We were therefore well equipped when World Bank printed Australasia’s first green bond, in April 2014. Looking back at our coverage of this landmark deal, the reader can see such novelties as seven named participating investor firms and even the size of the largest cornerstone ticket: UniSuper bought A$100 million (US$73.1 million) of the A$300 million transaction. Even at this stage, in other words, early adopters of sustainable finance were keen to spread the word about what they were doing.

Within a year, KangaNews hosted its first Green Bond Conference in Sydney – arguably before much of the market had woken up to the coming growth of sustainable finance. Attendance on the day was in double rather than triple figures, much as those present understood the future importance of the sector.

“We plan to continue the work we have already commenced to develop and share knowledge on sustainable finance as a whole. In short, if it is relevant to the seismic redefinition of the role and impact of capital as we strive to avert the existential threat of climate change, KangaNews is interested.”

At the time, a claim by the event’s keynote speaker – Sean Kidney from the Climate Bonds Initiative – that green bonds “could be a US$1 trillion market by 2020” seemed fanciful. Australia had by that point printed roughly 0.05 per cent of that volume. Kidney was right, however – in fact arguably he undersold the market’s coming growth.

In barely half a decade since that first KangaNews event, the Australian market has seen the emergence – if not yet proliferation – of use-of-proceeds (UOP) bonds in green, social and sustainability format, the addition of UOP loans and, most recently, the emergence of KPI-based sustainability-linked debt instruments that are opening the doors of sustainable finance to a new swathe of borrowers.

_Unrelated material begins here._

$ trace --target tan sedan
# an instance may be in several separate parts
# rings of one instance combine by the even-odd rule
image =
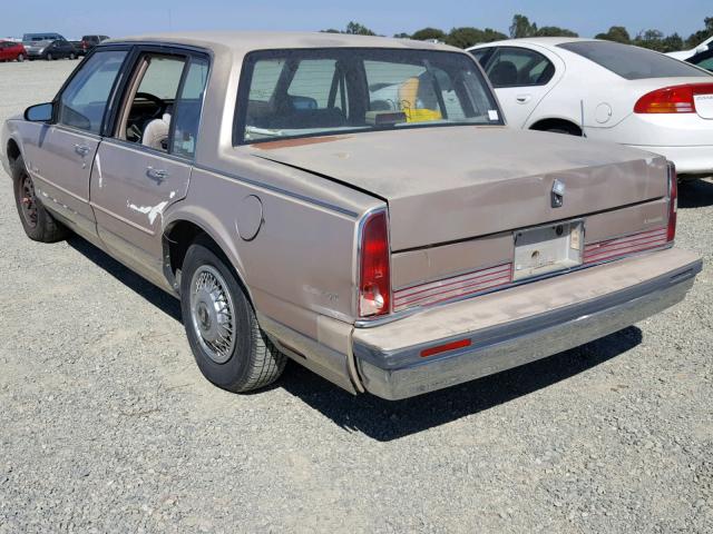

While KangaNews’s stock in trade has always been the debt market, of course debt is just one component of sustainable finance. Ever more institutional equity investors are using their voting rights to drive environmental, social and governance (ESG) outcomes, and the regulatory push to quantify and understand climate risk is growing seemingly by the month.

Markets now understand the impact capital can have and how critical it is to deliver positive impact before too many more sands flow through the timer. The conversation everywhere is now about delivery rather than just goals.

At KangaNews, we believe we can play a role in facilitating the alignment of capital and ESG. We have always seen our value in the debt market as providing a ‘town hall’ for the industry, providing publications and events that allow the market to come together, discuss issues and perspectives and – we hope – make progress toward positive outcomes.

Our aim is to do the same in Australian and New Zealand sustainable finance. This will naturally include debt markets: we are not losing sight of our core skills and accumulated knowledge. But, over time, we plan to continue the work we have already commenced to develop and share knowledge on sustainable finance as a whole. In short, if it is relevant to the seismic redefinition of the role and impact of capital as we strive to avert the existential threat of climate change, KangaNews is interested.

For now, we plan to publish the KangaNews Sustainable Finance supplement twice yearly as well as maintaining and expanding our ongoing coverage of sustainable debt in other regular KangaNews published formats. Our events suite already features flagship events in this space on both sides of the Tasman Sea: the KangaNews Sustainable Debt Summit in Australia, and the KangaNews-Westpac Sustainable Finance Summit in New Zealand.

We are also hungry for new ideas and new partners to work with as we deliver our ambitions. If you would like to talk to us about what your institution is doing in this space, do not hesitate to contact us.

In the meantime, we trust you will enjoy this publication. Thank you for taking the time to discover it.